EconomyChina’s exports suffer reversal of fortune as world shakes...

China’s exports suffer reversal of fortune as world shakes off Covid lockdowns


In 2020 and 2021, when the coronavirus pandemic forced much of the world’s population to spend more time at home, Chinese exports of laptops grew by double digits.

The boom was one example of how China’s economy benefited from shifting global demand as governments around the world imposed Covid-19 restrictions, crippling spending on restaurants, travel and other services and encouraging purchases of goods.

But this year, China’s shipments of laptops have slumped 16 per cent year on year, reflecting a trend of weakening growth in its exports, which may now even be on course to decline.

Amid the easing of Covid measures around the world and supply chain disruption from domestic lockdowns, Chinese exports grew just 3.9 per cent in April in dollar terms. It was their weakest level since July 2020.

The trend is part of a sweeping reversal of fortunes for China’s wider economy, which bounced back from the initial shock of the pandemic to outperform the rest of the world in 2020 but is now grappling with the lockdowns in Shanghai and other cities and a property sector crisis.

China has set a 5.5 per cent target for GDP expansion this year, the lowest in three decades, but Premier Li Keqiang told officials last week it could struggle to achieve positive growth at all in the current quarter.

“Given the big shock the economy’s just been through plus the headwinds on the export side, I think it’s quite challenging just to get positive growth at all this year,” said Julian Evans-Pritchard, China economist at Capital Economics who expects “quite a significant outright decline in export volumes”.

Evans-Pritchard estimated that exports accounted for almost half of China’s 18.3 per cent year-on-year gross domestic product expansion in the first quarter of 2021, but expected it to make a negative contribution to growth from the third quarter of this year onwards.

The export slowdown has removed a source of support for the economy that Chinese policymakers have relied on throughout the pandemic. It has also come just as zero-Covid policies are causing rising unemployment and a collapse of activity in many cities.

“Reopening [globally] is not good for China’s exports,” says Ting Lu, chief China economist at Nomura.

Lu estimated that about 80mn people worked in China’s export sector in 2020, meaning a single percentage point decline in its activity could impact hundreds of thousands of jobs.

Chinese trade data hint at changing global consumption trends over the past year. Exports of textile yarn and fabric products, including face masks, were up by just 0.9 per cent year on year in April, compared with 22 per cent growth in the same month of 2021. Lu said exports of electronic products associated with homeworking fell 5 per cent in April, compared with a 10 per cent rise in March.

Meanwhile, from January to April this year, furniture exports rose just 2 per cent, after soaring 70 per cent in the same period of 2021.

Data from other major economies also point to shifting consumer behaviour. In the UK in March last year, real output in the recreation and entertainment sectors was still down by a quarter against a year earlier, while accommodation and food services were down 62 per cent, according to data from the Office for National Statistics.

However, by March this year, both sectors had rebounded to pre-pandemic levels following the easing of Covid restrictions.

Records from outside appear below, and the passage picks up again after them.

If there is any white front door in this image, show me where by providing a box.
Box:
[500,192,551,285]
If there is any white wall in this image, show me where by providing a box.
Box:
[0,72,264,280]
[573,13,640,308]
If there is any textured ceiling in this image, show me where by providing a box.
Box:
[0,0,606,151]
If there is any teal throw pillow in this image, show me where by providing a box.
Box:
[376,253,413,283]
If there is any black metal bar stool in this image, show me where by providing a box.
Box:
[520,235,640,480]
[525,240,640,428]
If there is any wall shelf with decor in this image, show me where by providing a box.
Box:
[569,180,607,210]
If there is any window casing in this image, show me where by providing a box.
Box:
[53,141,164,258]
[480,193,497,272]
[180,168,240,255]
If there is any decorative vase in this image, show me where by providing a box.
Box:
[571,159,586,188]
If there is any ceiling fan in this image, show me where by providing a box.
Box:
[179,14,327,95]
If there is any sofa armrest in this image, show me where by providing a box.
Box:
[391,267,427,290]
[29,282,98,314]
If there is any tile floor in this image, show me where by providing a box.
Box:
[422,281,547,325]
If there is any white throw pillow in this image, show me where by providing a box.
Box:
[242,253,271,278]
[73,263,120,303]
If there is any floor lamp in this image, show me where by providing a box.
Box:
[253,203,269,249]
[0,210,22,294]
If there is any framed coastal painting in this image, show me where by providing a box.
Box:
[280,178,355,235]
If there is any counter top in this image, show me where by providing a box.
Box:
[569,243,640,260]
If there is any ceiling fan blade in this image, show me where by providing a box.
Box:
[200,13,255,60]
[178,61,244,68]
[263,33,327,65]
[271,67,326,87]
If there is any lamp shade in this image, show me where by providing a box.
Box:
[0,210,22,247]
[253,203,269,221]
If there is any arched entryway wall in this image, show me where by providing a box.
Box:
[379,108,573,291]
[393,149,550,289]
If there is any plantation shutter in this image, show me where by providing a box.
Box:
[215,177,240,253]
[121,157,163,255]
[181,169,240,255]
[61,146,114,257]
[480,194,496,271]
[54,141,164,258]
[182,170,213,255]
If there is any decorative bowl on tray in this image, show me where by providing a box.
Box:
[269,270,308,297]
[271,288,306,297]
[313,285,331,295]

Similarly in the eurozone, inflation-adjusted retail sales, which mainly reflect purchases of goods rather than services, peaked at 6 per cent above pre-pandemic levels in November last year and have fallen since.

Data on spending on services is not available for the eurozone as a whole, but Eurostat data for certain countries point to a pivot in spending from goods to services. In Italy, spending on restaurants and hotels grew by an annual rate of 23 per cent in value terms last year, nearly 6 times faster than spending on food and non-alcoholic beverages.

Lockdowns in Shanghai and other Chinese cities have caused serious supply chain problems for exporters. But Louis Kuijs, chief Asia economist at S&P Global Ratings, said export challenges were not limited to China.

“After the huge bounce in exports [in] much of 2020 [and] 2021, we should expect to see global demand slowing this year,” he said. “That’s true for China, it’s also true for other countries — the other exporting powerhouses like Taiwan and South Korea are facing the same problem.”

Meanwhile, the global backdrop of higher inflation might have masked the extent of the hit to Chinese exports, Kuijs said.

“If you look at export numbers in US dollar terms they are still quite good, but a large part of that is price increases,” he said.

Lu at Nomura said the lockdowns in Shanghai and other cities would put Chinese suppliers at a disadvantage to international rivals.

“Manufacturing in other parts of the world will return to normal, so China’s exports will be faced with more competition,” Lu said, adding that the restrictions would prompt buyers of Chinese exports to shift some orders elsewhere. “I don’t know the scale, but I believe it’s happening”.